At each step, we slice the partially processed input vector into sub-vectors of length corresponding to the size of the matrix blocks at this step, then compute the matrix product of the block-diagonal $I_n$/$D_n$ matrix and the appropriate segment of the data vector.

fft, ifft :: Vector (Complex Double) -> Vector (Complex Double)
fft = fft' 1 1
ifft v = fft' (-1) (1.0 / (fromIntegral $ length v)) v

fft' :: Int -> Double -> Vector (Complex Double) -> Vector (Complex Double)
fft' sign scale h =
  if n <= 2
  then dft' sign scale h
  else map ((scale :+ 0) *) $ recomb $ backpermute h (bitrev n)
  where n = length h
        recomb = foldr (.) id $ map dl $ iterateN (log2 n) (`div` 2) n
        dl m v = let w = omega m
                     m2 = m `div` 2
                     ds = map ((w ^^) . (sign *)) $ enumFromN 0 m2
                     doone v = let v0 = slice 0 m2 v
                                   v1 = zipWith (*) ds $ slice m2 m2 v
                               in (zipWith (+) v0 v1) ++ (zipWith (-) v0 v1)
                 in concat $ P.map doone $ slicevecs m v
        slicevecs m v = P.map (\i -> slice (i * m) m v) [0..n `div` m - 1]
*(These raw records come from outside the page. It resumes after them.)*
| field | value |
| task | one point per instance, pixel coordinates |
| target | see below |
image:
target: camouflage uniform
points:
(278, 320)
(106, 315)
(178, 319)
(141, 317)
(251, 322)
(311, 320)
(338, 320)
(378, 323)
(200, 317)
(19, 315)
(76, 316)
We can use the same tests as we used for the dft function in the article before last. In GHCi:

> :load FFT-v1.hs
[1 of 1] Compiling Main             ( FFT-v1.hs, interpreted )
Ok, modules loaded: Main.
> fft $ fromList [1,0,0,0,0,0,0,0]
fromList [1.0 :+ 0.0,1.0 :+ 0.0,1.0 :+ 0.0,1.0 :+ 0.0,
  1.0 :+ 0.0,1.0 :+ 0.0,1.0 :+ 0.0,1.0 :+ 0.0]
> defuzz $ fft $ generate 8 (\i ->
    sin (2 * pi * fromIntegral i / 8))
fromList [0.0 :+ 0.0,0.0 :+ 4.0,0.0 :+ 0.0,0.0 :+ 0.0,
  0.0 :+ 0.0,0.0:+ 0.0,0.0 :+ 0.0,0.0 :+ (-4.0)]

The results are the same as for the direct DFT implementation, and further tests reveal that the behaviour of the FFT code is identical to that of the DFT code (apart from small numerical differences due to different order of computation in the two algorithms).

Operation counts

For an input vector of length $N$, the simple DFT implementation multiplies our input vector by the $N \times N$ Fourier matrix, an operation requiring $N^2$ multiplication operations and a comparable number of addition operations–we thus expect the time behaviour of the simple DFT to scale as $O(N^2)$. In the case of the FFT, after permuting the input vector into bit-reversed order, we perform $\log_2 N$ “Danielson-Lanczos” steps, each of which involves multiplication by a block-diagonal matrix, each of whose blocks is composed of diagonal matrices in the $I_n$/$D_n$ pattern of $(1)$. These matrix multiplications involve $2N$ multiplications each, plus $N$ additions. We thus expect the time behaviour of the FFT algorithm to scale as $O(N \log N)$.

The difference between $O(N^2)$ and $O(N \log N)$ is huge. For $N = 1024$, we expect the FFT to be about 100 times faster than the simple DFT matrix multiplication. The ratio is even more in favour of the FFT for larger $N$. It’s pretty fair to say that the invention of the FFT is what has enabled most of the spectral and filtering computations that are ubiquitous in digital signal processing today.

What next?

So far, the presentation we’ve followed is pretty much what you can find in more or less any signal processing textbook–everyone explains this powers-of-two algorithm because it’s nice and simple. We’re going to be a lot more ambitious than that though! After looking at a simple application of this code in the next article, we’re going to venture into deeper waters, as we begin exploring what’s needed to lift the “powers of two” restriction on input vector lengths. Conceptually, this turns out to be a relatively straightforward generalisation of the powers-of-two algorithm, but the details are quite delicate and quite interesting.